Clearstream revenue have significantly contributed to the result of the Group. In the custody business of the Clearstream segment, the average value of the securities held in custody was consistently above the €10 trillion mark again in the second quarter, however, down 5 percent to €10.2 trillion compared to the same period last year (Q2/2008: €10.7 trillion). The value of international securities held in custody rose by 8 percent to €5.4 trillion and the value of the domestic securities fell by 16 percent to €4.8 trillion - largely as a result of lower equity index levels compared to the same period last year. The number of settlement transactions fell as a result of the reduced equity trading activity to 25.4 million (Q2/2008: 26.4 million, -4%). Of those transactions, 5.8 million were recorded in international securities traded off-exchange - an increase of 7 percent over the prior-year period. The average monthly outstanding volume in Global Securities Financing (GSF) services increased to €484.8 billion (Q2/2008: €391.7 billion, +24%). Against this background, sales revenue in the Clearstream segment was 5 percent below the level of the prior-year period at €181.1 million (Q2/2008: €191.6 million). Despite significantly higher cash balances of €7.9 billion in the second quarter 2009 (Q2/2008: €5.4 billion, +46%), net interest income decreased to €25.9 million (Q2/2008: €59.2 million, -56%), due to new historic lows in short-term interest rates. Consequently, EBITA of the segment fell to €94.0 million (Q2/2008: €133.8 million, -30%).

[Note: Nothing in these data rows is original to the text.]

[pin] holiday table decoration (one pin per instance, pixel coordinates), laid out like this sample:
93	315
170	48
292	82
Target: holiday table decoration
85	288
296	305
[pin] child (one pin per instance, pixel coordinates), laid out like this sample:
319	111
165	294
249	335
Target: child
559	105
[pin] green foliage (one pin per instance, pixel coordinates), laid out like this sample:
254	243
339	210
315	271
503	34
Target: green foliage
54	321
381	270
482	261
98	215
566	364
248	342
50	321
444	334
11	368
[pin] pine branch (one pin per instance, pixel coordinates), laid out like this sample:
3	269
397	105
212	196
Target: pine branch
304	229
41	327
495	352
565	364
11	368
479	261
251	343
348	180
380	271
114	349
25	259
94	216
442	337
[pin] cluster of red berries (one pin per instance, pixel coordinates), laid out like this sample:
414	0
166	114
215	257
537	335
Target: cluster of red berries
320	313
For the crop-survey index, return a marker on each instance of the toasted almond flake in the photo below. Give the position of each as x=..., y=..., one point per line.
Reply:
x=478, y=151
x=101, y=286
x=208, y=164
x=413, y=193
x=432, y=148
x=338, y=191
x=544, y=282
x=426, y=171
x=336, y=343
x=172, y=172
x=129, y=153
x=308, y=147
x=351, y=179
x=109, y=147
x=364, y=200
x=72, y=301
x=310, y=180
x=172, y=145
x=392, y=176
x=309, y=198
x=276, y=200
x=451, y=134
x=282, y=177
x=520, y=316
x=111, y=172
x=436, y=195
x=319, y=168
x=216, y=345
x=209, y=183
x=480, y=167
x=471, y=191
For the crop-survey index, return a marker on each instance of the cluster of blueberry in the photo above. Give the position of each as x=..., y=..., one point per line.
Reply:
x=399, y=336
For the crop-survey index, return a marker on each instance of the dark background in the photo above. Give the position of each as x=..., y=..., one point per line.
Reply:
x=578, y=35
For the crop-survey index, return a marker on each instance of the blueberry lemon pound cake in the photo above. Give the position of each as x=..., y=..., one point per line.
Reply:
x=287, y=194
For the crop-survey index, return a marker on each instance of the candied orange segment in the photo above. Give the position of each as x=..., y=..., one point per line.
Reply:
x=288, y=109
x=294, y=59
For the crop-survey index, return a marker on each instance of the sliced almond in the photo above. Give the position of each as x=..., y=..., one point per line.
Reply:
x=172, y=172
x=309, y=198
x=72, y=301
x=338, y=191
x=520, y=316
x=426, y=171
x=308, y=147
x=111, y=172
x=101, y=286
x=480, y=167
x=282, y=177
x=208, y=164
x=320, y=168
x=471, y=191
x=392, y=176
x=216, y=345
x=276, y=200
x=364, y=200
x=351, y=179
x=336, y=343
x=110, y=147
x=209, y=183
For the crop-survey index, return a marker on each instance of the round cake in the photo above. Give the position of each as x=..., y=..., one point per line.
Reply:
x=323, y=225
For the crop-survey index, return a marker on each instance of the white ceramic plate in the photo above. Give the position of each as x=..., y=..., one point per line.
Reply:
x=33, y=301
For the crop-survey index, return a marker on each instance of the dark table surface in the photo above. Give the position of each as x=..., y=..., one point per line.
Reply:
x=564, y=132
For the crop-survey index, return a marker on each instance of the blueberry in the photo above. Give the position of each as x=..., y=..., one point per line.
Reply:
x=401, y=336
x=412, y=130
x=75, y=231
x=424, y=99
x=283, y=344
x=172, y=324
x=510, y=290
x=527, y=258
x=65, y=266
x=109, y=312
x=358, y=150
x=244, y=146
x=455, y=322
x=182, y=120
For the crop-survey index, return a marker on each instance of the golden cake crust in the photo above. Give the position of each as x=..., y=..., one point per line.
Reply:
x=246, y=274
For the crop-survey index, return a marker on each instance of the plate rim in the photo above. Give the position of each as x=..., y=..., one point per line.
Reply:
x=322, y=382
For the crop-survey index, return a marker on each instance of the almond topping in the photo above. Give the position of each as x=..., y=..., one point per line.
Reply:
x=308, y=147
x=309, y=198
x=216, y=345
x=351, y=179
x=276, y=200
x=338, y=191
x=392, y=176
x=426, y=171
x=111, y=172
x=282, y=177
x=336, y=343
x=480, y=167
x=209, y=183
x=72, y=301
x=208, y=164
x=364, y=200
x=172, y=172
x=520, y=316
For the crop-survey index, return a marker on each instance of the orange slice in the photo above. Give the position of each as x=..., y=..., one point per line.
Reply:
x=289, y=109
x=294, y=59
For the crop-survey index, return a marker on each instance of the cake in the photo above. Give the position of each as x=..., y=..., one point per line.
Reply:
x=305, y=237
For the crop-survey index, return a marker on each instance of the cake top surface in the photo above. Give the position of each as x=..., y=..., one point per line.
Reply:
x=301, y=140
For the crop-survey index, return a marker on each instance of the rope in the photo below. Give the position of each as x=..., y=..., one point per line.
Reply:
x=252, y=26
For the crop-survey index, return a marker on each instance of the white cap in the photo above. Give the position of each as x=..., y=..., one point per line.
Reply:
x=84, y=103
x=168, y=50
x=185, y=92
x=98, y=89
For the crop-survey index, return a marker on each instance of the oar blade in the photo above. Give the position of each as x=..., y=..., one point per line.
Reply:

Business performance in the Market Data & Analytics segment was stable. Sales revenue increased slightly to €46.6 million (Q2/2008: €45.7 million, +2%). Higher data traffic as well as the consolidation of the US financial news agency Market News International Inc. (MNI), which was acquired in Q1/2009, compensated for a decrease in issuance of structured products as well as a reduction in the number of data package subscribers. EBITA in this segment was stable at €26.5 million (Q2/2008: €26.3 million, +1%), among others a result of the higher at equity contribution of STOXX Limited.
External sales revenue in the Information Technology segment remained constant at €23.8 million in the second quarter 2009 (Q2/2008: €23.8 million). EBITA in this segment decreased to €27.4 million (Q2/2008: €29.0 million, -6%) due to an increase in costs, primarily as a result of increased investments in growth initiatives.